Elle s'appelle Looove Tinkebell, elle a presque 31 ans, elle vit à Amsterdam et a un visage angélique. Quand elle a donné rendez-vous à La Presse dans un café chaleureux près de chez elle, elle s'était identifiée ainsi: «Je serai la fille tout en rose.» Artiste reconnue par ses pairs, Tinkebell est représentée par la Gallery Torch, dans le quartier central de la capitale néerlandaise.

Sylvie St-Jacques LA PRESSE

En 2009, elle a publié un volumineux ouvrage d'environ 800 pages entièrement composé de lettres d'injures envoyées par ses détracteurs. Pourquoi Tinkebell s'attire-t-elle autant de haine?

 

C'est que, voyez-vous, Tinkebell a tué son chat pour en faire un sac à main, une pièce de collection qu'elle a intitulée My Dearest Cat Pinkeltje.

Pour Looove Tinkebell, l'intérêt pour la mort et les animaux a pris naissance pendant sa formation en arts visuels. Son premier projet a été une photographie de son oiseau tué par un de ses trois chats, qu'elle a intitulée Who Killed Bud. Ensuite, elle a commencé à conserver dans le formol des cadavres de petits animaux trouvés dans la rue. En 2008, son projet intitulé Baby Bunnies (une série d'animaux manipulés et empaillés) se voulait une remise en question de la «consommation» d'animaux domestiques.

Mais c'est vraiment l'assassinat de son chat dépressif qui lui a valu controverse et notoriété aux Pays-Bas. «Je lui ai cassé le cou, pour le sortir de sa souffrance. Ensuite, je l'ai apporté chez le taxidermiste», relate tout bonnement la jeune artiste, qui est parfois appelée à offrir des ateliers sur l'art de tuer son chat et en faire un sac à main.

Forcément, cette prise de position pour le moins radicale lui a attiré d'innombrables ennemis, tant chez les amoureux des chats que chez les défenseurs des droits des animaux.

Mais Looove Tinkebell, qui est une végétarienne convaincue, affirme que sa pratique artistique dénonce l'hypocrisie d'une industrie qui «dénature les animaux pour en faire des objets de consommation».

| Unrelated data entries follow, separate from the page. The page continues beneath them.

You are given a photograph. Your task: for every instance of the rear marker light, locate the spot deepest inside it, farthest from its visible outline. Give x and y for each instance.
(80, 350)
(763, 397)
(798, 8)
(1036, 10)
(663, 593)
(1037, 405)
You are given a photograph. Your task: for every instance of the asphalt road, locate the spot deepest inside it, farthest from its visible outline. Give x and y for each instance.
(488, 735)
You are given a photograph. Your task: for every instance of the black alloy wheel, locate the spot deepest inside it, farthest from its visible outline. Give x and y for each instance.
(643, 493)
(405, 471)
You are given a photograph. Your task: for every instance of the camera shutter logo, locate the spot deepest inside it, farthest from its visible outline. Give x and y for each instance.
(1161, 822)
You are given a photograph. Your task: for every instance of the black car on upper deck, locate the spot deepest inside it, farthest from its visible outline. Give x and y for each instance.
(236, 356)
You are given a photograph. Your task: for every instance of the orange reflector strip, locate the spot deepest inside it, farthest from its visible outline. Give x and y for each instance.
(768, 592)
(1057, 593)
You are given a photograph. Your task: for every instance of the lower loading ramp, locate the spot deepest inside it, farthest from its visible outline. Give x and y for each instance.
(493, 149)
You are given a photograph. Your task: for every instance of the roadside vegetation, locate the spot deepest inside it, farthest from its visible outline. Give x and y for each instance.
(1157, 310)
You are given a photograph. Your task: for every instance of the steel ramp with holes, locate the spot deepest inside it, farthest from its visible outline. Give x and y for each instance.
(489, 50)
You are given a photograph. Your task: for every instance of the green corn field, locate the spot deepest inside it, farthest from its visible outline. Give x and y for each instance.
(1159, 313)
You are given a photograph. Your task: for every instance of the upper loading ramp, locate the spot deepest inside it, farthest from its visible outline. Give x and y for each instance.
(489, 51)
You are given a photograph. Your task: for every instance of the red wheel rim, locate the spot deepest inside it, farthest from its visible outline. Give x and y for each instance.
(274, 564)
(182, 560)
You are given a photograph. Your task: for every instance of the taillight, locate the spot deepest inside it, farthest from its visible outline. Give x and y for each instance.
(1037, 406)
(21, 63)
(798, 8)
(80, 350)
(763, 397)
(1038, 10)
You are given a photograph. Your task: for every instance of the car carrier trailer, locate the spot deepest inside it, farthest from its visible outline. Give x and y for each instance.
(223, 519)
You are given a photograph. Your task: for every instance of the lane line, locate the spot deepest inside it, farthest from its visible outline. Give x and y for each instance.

«Aujourd'hui, il est possible d'acheter un animal de compagnie hypoallergène. La science nous permet de créer l'animal parfait pour combler nos besoins», déplore Looove Tinkebell, qui soulève le paradoxe de plusieurs de ses détracteurs. Pourquoi, selon elle, est-il plus condamnable de tuer son animal dépressif que d'acheter des steaks au supermarché ou d'enfermer des hamsters dans un café?